Harry Potter and The Cursed Child, the 8th instalment of the JK Rowling wizarding saga has had its opening gala performance in London today (30th July 2016) following a lengthy run of previews. Unlike the previous instalments, Harry Potter and the Cursed Child is, first and foremost, a stage play although the script is to be released in book form at Midnight tonight.
The need for Harry Potter and the Cursed Child to be released as a book was recognised pretty early on, given the vast Harry Potter fandom, tickets to the play have sold out well into 2017. The problem is compounded by the fact that the play is split into two parts to be seen on consecutive nights or as a matinee and evening performance, effectively halving the number of tickets available in any given week.
Despite the difficulty to get tickets and the book not even released yet, the hype around Harry Potter and the Cursed Child has been mammoth on a global scale. The gala performance today was attended by a number of special guests including JK Rowling and Sadiq Khan, the Mayor of London.

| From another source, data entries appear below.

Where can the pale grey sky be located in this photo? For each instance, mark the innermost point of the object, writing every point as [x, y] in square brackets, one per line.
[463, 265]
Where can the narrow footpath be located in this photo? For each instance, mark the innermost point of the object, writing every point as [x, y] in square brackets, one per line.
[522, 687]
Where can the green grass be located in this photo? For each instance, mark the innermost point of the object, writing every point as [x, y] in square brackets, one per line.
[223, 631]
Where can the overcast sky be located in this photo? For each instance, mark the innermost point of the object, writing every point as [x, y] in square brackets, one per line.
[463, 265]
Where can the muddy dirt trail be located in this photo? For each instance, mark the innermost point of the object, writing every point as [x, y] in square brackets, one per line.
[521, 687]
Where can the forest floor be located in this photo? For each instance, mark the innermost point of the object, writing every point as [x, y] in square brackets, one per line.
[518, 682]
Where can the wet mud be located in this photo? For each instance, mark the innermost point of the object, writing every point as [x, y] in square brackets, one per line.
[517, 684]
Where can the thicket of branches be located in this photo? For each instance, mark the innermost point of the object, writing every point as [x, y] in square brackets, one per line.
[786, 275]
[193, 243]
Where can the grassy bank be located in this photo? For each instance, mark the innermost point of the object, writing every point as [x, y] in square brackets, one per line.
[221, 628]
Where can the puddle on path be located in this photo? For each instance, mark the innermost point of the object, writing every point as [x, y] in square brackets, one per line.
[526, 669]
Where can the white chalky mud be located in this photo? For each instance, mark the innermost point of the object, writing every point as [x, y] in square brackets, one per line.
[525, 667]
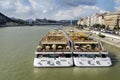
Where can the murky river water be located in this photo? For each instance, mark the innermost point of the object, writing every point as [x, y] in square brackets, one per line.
[17, 47]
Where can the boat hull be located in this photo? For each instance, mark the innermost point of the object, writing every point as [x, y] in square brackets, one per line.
[92, 62]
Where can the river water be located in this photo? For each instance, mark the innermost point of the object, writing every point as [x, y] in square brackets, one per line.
[17, 47]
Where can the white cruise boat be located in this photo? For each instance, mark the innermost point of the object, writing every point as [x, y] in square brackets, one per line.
[88, 52]
[54, 50]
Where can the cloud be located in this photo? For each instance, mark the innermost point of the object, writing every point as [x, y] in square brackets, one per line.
[53, 9]
[76, 12]
[117, 8]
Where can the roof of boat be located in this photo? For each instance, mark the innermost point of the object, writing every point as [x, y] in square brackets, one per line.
[78, 36]
[54, 36]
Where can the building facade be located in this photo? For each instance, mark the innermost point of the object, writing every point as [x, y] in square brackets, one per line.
[112, 20]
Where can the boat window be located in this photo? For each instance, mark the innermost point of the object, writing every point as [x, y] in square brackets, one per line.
[90, 55]
[104, 55]
[75, 55]
[67, 55]
[62, 55]
[39, 55]
[45, 55]
[97, 55]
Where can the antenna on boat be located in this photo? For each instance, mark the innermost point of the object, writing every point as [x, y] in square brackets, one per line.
[71, 22]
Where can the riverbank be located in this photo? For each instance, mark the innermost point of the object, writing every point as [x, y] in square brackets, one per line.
[108, 40]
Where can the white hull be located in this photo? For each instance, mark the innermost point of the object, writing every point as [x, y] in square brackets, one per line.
[52, 62]
[92, 62]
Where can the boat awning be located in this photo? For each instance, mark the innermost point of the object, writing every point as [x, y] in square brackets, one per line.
[54, 42]
[86, 42]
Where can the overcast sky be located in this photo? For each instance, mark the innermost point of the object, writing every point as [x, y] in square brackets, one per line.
[56, 9]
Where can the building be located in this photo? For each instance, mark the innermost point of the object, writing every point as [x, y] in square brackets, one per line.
[112, 20]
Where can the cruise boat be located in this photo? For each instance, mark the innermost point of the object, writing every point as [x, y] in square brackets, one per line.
[54, 50]
[88, 52]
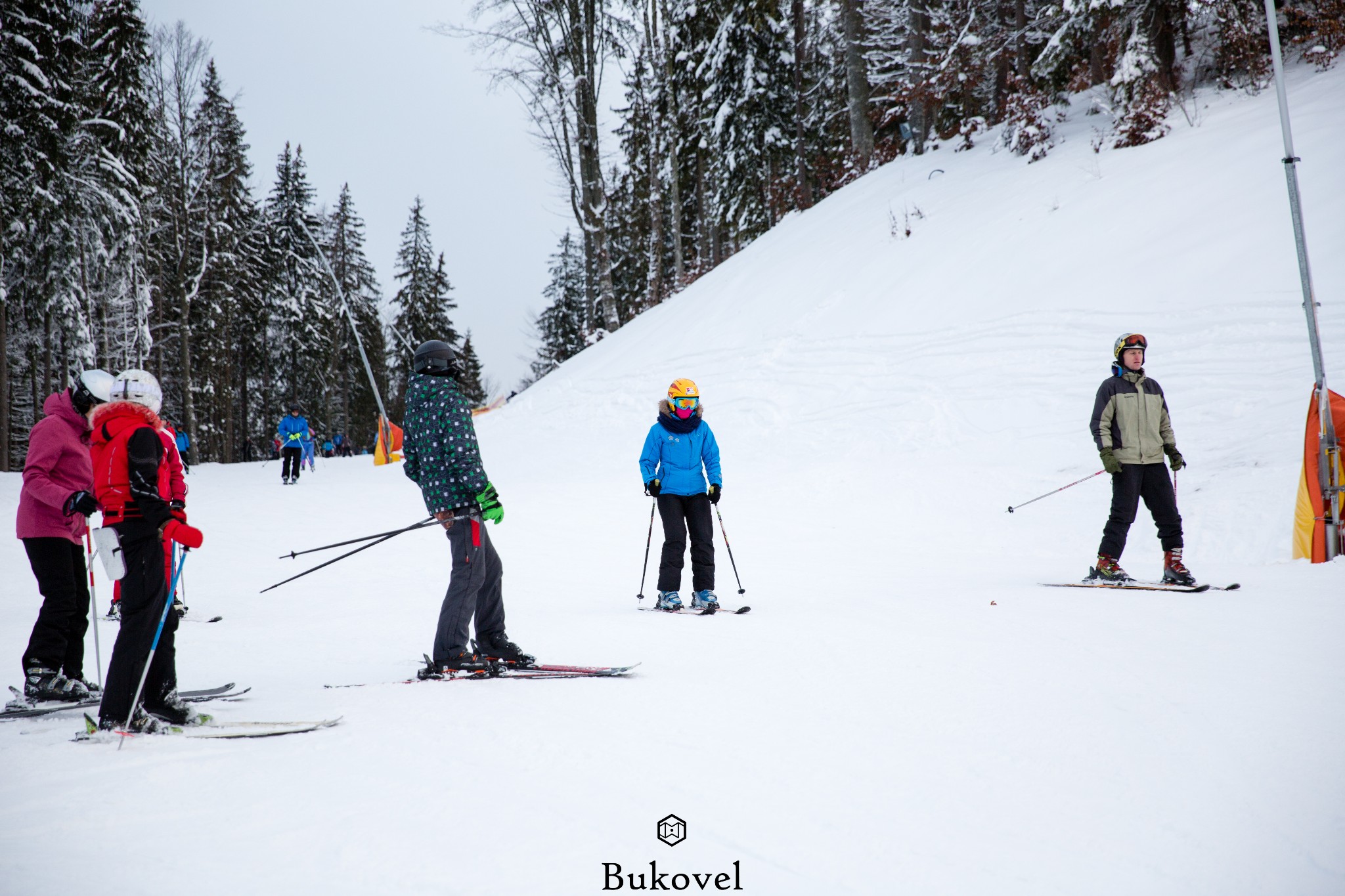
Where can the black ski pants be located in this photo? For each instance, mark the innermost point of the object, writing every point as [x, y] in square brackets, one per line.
[680, 513]
[57, 641]
[292, 463]
[475, 587]
[1147, 481]
[143, 595]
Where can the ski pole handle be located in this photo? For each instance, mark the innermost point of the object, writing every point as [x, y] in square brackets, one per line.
[1060, 489]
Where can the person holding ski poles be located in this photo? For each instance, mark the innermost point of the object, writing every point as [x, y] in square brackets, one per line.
[55, 499]
[292, 431]
[1133, 431]
[676, 450]
[131, 482]
[441, 456]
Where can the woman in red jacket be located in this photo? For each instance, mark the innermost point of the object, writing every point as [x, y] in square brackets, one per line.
[53, 505]
[132, 482]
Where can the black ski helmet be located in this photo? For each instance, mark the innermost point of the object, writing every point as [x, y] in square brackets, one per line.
[435, 358]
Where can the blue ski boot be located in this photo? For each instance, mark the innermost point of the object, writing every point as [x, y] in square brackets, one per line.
[705, 599]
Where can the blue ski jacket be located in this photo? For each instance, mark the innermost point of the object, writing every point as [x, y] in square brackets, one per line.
[676, 452]
[292, 430]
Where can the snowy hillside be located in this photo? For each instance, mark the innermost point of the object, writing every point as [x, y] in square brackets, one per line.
[904, 711]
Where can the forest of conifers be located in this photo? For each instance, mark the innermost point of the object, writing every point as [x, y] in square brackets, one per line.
[133, 232]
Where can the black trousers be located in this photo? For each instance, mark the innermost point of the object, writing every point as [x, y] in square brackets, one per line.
[475, 589]
[1147, 481]
[57, 641]
[294, 463]
[143, 595]
[680, 513]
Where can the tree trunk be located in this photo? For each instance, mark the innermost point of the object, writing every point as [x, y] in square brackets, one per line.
[801, 151]
[916, 60]
[857, 83]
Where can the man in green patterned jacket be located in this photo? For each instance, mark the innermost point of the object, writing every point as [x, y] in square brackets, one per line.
[443, 458]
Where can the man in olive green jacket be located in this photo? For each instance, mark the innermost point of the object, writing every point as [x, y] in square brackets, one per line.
[1133, 431]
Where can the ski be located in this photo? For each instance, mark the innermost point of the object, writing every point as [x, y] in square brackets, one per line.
[210, 730]
[1130, 586]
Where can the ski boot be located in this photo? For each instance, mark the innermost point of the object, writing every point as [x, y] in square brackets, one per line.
[1174, 571]
[171, 710]
[498, 648]
[47, 684]
[1107, 570]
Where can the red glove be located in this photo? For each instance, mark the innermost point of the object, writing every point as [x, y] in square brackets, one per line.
[182, 534]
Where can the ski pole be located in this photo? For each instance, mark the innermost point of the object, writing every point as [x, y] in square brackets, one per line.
[1060, 489]
[365, 538]
[391, 535]
[154, 647]
[725, 534]
[93, 602]
[649, 538]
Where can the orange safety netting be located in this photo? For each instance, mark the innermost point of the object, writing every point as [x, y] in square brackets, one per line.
[382, 454]
[1309, 530]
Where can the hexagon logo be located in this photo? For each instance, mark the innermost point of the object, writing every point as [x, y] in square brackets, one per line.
[671, 830]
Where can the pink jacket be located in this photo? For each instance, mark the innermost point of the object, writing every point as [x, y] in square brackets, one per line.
[57, 467]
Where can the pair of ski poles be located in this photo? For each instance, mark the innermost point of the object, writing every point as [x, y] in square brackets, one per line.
[649, 539]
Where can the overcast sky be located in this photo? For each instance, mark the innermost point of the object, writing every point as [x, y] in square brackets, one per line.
[382, 104]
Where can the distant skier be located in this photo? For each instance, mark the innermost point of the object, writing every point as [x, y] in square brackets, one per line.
[443, 458]
[291, 435]
[1133, 431]
[182, 442]
[132, 477]
[54, 503]
[676, 450]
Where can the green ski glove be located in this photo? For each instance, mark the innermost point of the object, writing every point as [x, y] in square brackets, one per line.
[490, 503]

JK Rowling has implored fans to “Keep The Secrets” so as not to spoil the play for those still to see or read it, and reviewers across the globe have generally abided by her word. Here’s a roundup of the best reviews.
The Guardian (4 stars)
“It is no secret that the story starts where the seventh book leaves off. Harry (now 37) and Ginny, accompanied by Ron and Hermione, watch as their offspring set off from King’s Cross for a new term at Hogwarts. This is the cue for the first in a remarkable series of wonders by in-house illusionist Jamie Harrison, where the conventionally clad kids magically acquire school uniforms.”
The Independent (5 stars)
“Past characters, of whom there are many, make appearances frequently, eliciting applause from the eager audience, while the next generation of Potters and Granger-Weasleys are a breath of fresh air to the series. As Scorpio Malfoy, the play’s standout character, says toward the end of the production, “I’m quivering with geekiness,” something almost everyone in the auditorium is undoubtedly doing.”
“Rowling has found a neat way to revisit her original, allowing for both novelty and nostalgia. Without giving those secrets away, her plot has shades of fan-fiction to it, revealing the past anew and prodding at its possibilities. It’s built for aficionados, of course, and while flashbacks and (clunky) exposition fill in the key plot points, you do need a knowledge of the world itself, from floo networks to Dementors’ Kisses.”
The Stage (5 stars)
“It earns its place on the stage, feeling distinct from both the books and the screen adaptations. By turns playful and gripping, disturbing and detailed, poignant and powerful, it is superb family entertainment.”
“While many Potter fans might have preferred a new movie or a book, this is a story that feels made for the stage. Yes, it’s packed with effects as characters cast spells, fly and even transform, achieved through old school stagecraft rather than digital trickery.”